After my viva I contacted the head of phd program in the department.
I literally complained about everything supervisor, examiners and my list of major corrections ,, right now I think it was immature as my supervisor is extremely angry with me and haven’t contacted me since the viva. ( I don’t really care about him as he is the one who chose the internal and refused to change him saying that I am worrying about nothing)
Anyway, the head of the phd program said that they will send me the report before sending it to the research unit as this is faster.
I don’t really know what is the point of this?? Why they want me to see the report first 😏
Also, the report included corrections that were not discussed in the viva.
My question is why are they doing this ? Why are they caring about my opinion of the report? I am just worried that if I said something about the report the examiners will add more corrections ( I feel that they are trying to say be silent or will give you more corrections). Also, I hope that I am not paranoid but I am pretty sure that one of the corrections in the report was passed to the examiner by my supervisor as this point has not been discussed in the viva and is not relevant to my work and it is related to my supervisor work.
The head of the program emailed me several times to discuss the report and claim to check on me.
I have not responded yet because I want the official report before I talk. Also it has been two weeks after the viva and my anger has not dropped at all.

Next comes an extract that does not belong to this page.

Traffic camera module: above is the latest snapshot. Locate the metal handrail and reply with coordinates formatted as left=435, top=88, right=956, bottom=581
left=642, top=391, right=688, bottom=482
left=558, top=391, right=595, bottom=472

Any insight on what should I do as I literally can not trust anyone in this department,
I've read your other posts, and it is so disappointing to hear how unprofessional your viva was. However, I think you need to tread carefully here. You're clearly very angry, and you have every right to be, racism and discrimination are serious issues, but you need to try and separate things out. What corrections do you agree with? There are corrections I've had I don't necessarily agree with, but I can see why the examiners felt they will strengthen my thesis. There are going to be corrections you don't agree with, but have to concede. I would try to separate those out, then look at the other corrections - can you prove that those corrections are malicious rather than a genuine perspective? A PhD is so subjective, for example I've been asked to include things in my background that my supervisors had told me to remove. My structure was praised despite my supervisors feeling the structure was disjointed in many ways. There are changes to my data, such as un-grouping sets of participants that my supervisors had felt should be grouped. That is the nature of the PhD. At the moment it sounds like you are going to war with everyone involved in your PhD, and whilst I absolutely admire you for standing up to discrimination and racism, and honestly I think it takes great personal strength to stand up to this when you have the perpetrator as someone with authority, you're directing this anger at a wider proportion of people. My concern for you is that all this will cloud your complaints against the actual examiner and therefor diminish your complaint.
You might be in a better position if you can go through and highlight how you can make the corrections and the pro's and con's of adding them
I think part of the key here, have read your posts on the situation, is to work out what you want the outcome to be.
If it's that you think comments made were racist, and you want the person involved to be punished (which would probably be sacked/and or fined), then pursue this legally. Unhesitatingly. There should not be, and never be, any space for this.
This will not get you a PhD, though.
The important distinction to make is the 'academic judgement' about whether you got a PhD is not a legal thing; you can (and may well be very rightly entitled to) argue in a court for racial discrimination, or challenge for reimbursement of fees, as the University may have broken it's contract with you. But you can't argue that you should get a PhD for any reason other than you've done work worthy of one.
It's extremely difficult without seeing the video to understand the nature or basis of the discrimination. Bear in mind courts routinely deal with out-and-out racism, not perspectives of one country on the quality of academic outputs from another, so if it's that basis you intend to argue it will be difficult - but possible - to make a case.
It is generally best to be as open as possible to critique - no matter how harsh - but if this is based in racism, then you shouldn't hesitate to stand against it. Yet, as mentioned, this would be to prosecute a racist, not to get a PhD.
Personally, if this were on the basis of 'people from x country are sh*t academics', I'd just do the corrections, and spend the rest of my career proving them wrong. There's absolutely a fight to be had there (I've worked on many EU projects, and seen much casual discrimination), but if it's a direct attack on your ethnicity/gender, that's absolutely wrong and worth fighting against.